Needless to say, the one-child policy has been a lightning rod for criticism of the communist dictatorship. It's quite a shame that such baby-killing horrors as the ones recounted here have been a regular occurrence in mainland China until practically this very day (if even relatively rare as a percentage of the total population).

On the other hand, whether it prevented 400 million extra births or only 200 million (as this article mentions as a lower estimate), there's no question that my fellow millennials got a living standard boost from all the missing siblings. True, this improvement was bought at the price of a rapidly aging population, but the declining workforce over the next couple of decades won't be such a disaster for China given that automation is likely to more than compensate for the loss of human labor. In fact, Chinese demographers and economists back in the 1980s were already incorporating increased usage of robots necessitated by a smaller workforce into their projections, so it's not accurate to say that Beijing was completely blindsided by the precipitous plunge in the fertility rate (now well below the replacement level of 2.1 children per woman).

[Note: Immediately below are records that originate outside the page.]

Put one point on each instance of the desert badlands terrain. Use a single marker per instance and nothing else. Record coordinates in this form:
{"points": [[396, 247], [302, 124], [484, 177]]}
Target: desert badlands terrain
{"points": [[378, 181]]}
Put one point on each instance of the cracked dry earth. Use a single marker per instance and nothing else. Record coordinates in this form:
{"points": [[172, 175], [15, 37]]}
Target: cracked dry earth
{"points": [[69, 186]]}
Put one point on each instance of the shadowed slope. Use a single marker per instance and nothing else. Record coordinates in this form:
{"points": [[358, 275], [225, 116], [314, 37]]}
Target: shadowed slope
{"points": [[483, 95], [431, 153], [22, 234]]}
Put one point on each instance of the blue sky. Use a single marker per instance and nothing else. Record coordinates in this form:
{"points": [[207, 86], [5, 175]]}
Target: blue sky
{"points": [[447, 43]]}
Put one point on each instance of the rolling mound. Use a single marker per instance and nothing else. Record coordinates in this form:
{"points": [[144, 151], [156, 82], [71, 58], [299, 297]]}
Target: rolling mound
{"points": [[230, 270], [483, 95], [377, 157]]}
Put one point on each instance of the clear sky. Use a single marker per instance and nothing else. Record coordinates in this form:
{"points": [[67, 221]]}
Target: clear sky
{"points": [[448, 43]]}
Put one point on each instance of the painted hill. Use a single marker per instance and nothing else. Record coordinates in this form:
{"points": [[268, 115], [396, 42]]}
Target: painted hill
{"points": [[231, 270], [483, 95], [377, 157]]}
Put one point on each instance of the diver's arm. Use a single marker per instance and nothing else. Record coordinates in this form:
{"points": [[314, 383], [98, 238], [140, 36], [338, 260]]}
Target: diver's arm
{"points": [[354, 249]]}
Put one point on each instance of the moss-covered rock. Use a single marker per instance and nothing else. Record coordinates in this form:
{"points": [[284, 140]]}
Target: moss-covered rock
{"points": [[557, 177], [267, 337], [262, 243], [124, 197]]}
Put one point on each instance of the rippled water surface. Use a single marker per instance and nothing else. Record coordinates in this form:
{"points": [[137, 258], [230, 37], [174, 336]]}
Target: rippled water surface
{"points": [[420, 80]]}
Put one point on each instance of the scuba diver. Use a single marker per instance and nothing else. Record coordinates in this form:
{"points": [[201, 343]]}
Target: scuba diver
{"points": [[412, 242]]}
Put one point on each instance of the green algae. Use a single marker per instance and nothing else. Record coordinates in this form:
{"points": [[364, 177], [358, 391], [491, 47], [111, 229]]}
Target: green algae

This article assessing the impacts of ending the one-child policy quotes one economic expert as saying that decreased demand - not insufficient supply - is the main threat posed by graying populations. But at only $8,000, China's per capita GDP is still very low compared to Japan and South Korea, meaning it doesn't really need more people to significantly boost demand at this juncture, anyway. With widespread adoption of technological advances and further productivity gains, low-workforce China is actually set for some pretty healthy growth for the next couple of decades, if only its leaders get reforms right. And this also means that now is the time to start incentivizing two-child families, so that when China finally reaches high-income status 20 to 30 years hence, its young population won't be so thin.

Overall, the one-child policy will probably be remembered as an unfortunate method which nonetheless helped achieve what economic development alone would have mostly accomplished as a natural matter of course anyway.

One day, the hundreds of millions of my fellow millennials who were victims of the one-child era will be honored in a national memorial thanking their sacrifice of blood and soul to build 21st century Chinese civilization.